The story's embodiment of "the irrational" is the villain of Raem Lanet, the Missing Man's opponent. This scientist, out of a desire for "prestige," transforms himself into a half-man, half-robot creature, in which form he attacks employers who have actually done him no wrong. Despite this overriding purpose, Raem experiences a conflict between his human half and his robot half, and this stands not as a mythopoeic discourse but a didactic one, since Ditko is trying to "teach" his readers that one side of Raem's personality is flawed and irrational, while the other is somewhat more rational and thus closer to the Randian truth. The "epistemological pattern" in this narrative would be predominantly psychological in nature, probably more than a little beholden to Freud's :"ego" and "id" conceptions.
Now, though Ditko's principle discourse is didactic in nature, the ego-id pattern has a mythopoeic potential as well, and can be found in literary works that precede Freud's rise to prominence, such as Stevenson's 1886 DOCTOR JEKYLL AND MISTER HYDE. A given artist might be able to utterly ignore that potential, for the sake of making a rhetorical point, and something like this transpires in STAR TREK's version of the Stevenson story, "The Enemy Within."
"Raem," however, shows instances where Ditko's instinct for the mythopoeic interferes with his rhetorical purpose, as I pointed out in the review:
...in "Raem," Ditko is close to invalidating his own philosophy.
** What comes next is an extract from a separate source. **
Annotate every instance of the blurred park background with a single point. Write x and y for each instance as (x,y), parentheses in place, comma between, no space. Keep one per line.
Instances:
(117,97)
If the irrational is "inhuman," as Wrds says, than why isn't it incarnate in Raem's robot half? There have been any number of SF-stories in which a robotized human regained his humanity through empathizing with other humans, but though Ditko' does use the same basic trope, his focus is squarely upon the Randian choice between the true and the untrue. Ditko may have intuited that there was no way to attribute irrational bitterness and violent intent to the robot half, so he ends up with a final scenario in which the rational renunciation of such "anti-concepts" comes from either the robot half alone, or from some belated interface of human and robot. Either way, "Raem" may be Ditko's most passionate defense of Randism-- and as such, may also be a back-door admission of the significance of emotional value.To enlarge on this a little more, the same psychological patterns that Ditko uses in a didactic way, to get across a certain message, also have symbolic values, wherein "robot" usually connotes the antithesis of human empathy. Ditko doesn't want to default to that symbolic value, because he wants to critique the selfishness of human beings, so he tries-- with equivocal success-- to make Raem's robot-half more empathetic than his human half. The idea of human feelings arising from an inhuman imitation of humanity is at least as old as Collodi's "Pinocchio," and as Ditko uses the trope it's more of a mythic than a didactic concept given that Ditko doesn't succeed in giving Raem's robot half in a rational cause-and-effect origin.
So in "Raem," we see Ditko drawing upon psychological patterns for both the didactic and mythopoeic potentialities, even though his usages of each may contradict one another.